Which would yield $1 = \text{anything}$.

Generally, conventions like these are chosen to minimize the amount of special cases theorems have to deal with. In and of themselves, they are rather trivial - in practice, it's not very useful to know whether $\gcd{(0, 0)} = 0 ~ \text{or} ~ 1$.

I do not consider Wolfram|Alpha a good reference.
There are many cases where it does not give the proper mathematical answer.
I don't blame it - it's a calculator and not a math reference.

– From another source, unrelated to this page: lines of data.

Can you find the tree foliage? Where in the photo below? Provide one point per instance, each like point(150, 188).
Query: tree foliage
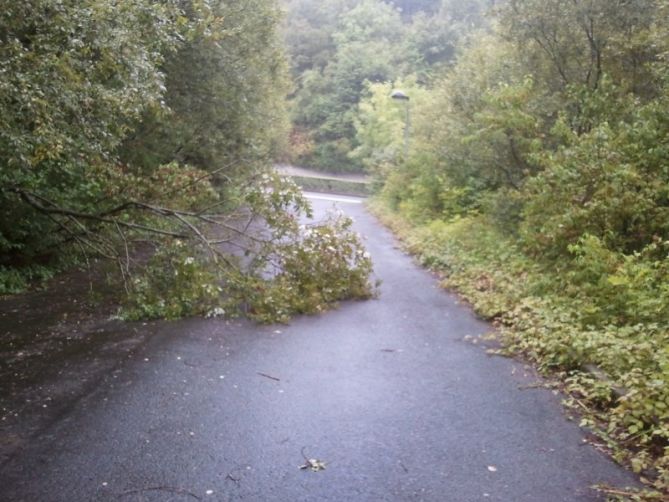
point(548, 136)
point(140, 131)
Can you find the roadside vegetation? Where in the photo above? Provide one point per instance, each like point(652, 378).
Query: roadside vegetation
point(536, 179)
point(139, 133)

As for gcd(0,0), I don't see specific references to it on wiki or on wolfram|mathworld.
However, both give the definition that it "is the largest positive integer that divides the numbers without a remainder."
Since any large positive integer divides 0, it would follow that gcd(0,0) is undefined (or infinity).
 
I like Serena said:
I do not consider Wolfram|Alpha a good reference.
There are many cases where it does not give the proper mathematical answer.
I don't blame it - it's a calculator and not a math reference.

As for gcd(0,0), I don't see specific references to it on wiki or on wolfram|mathworld.
However, both give the definition that it "is the largest positive integer that divides the numbers without a remainder."
Since any large positive integer divides 0, it would follow that gcd(0,0) is undefined (or infinity).


The assumption was that the people who wrote Wolfram|Alpha probably know their stuff, and would correctly handle the special cases. Of course it's not an official reference, but it's handy to quickly check things :)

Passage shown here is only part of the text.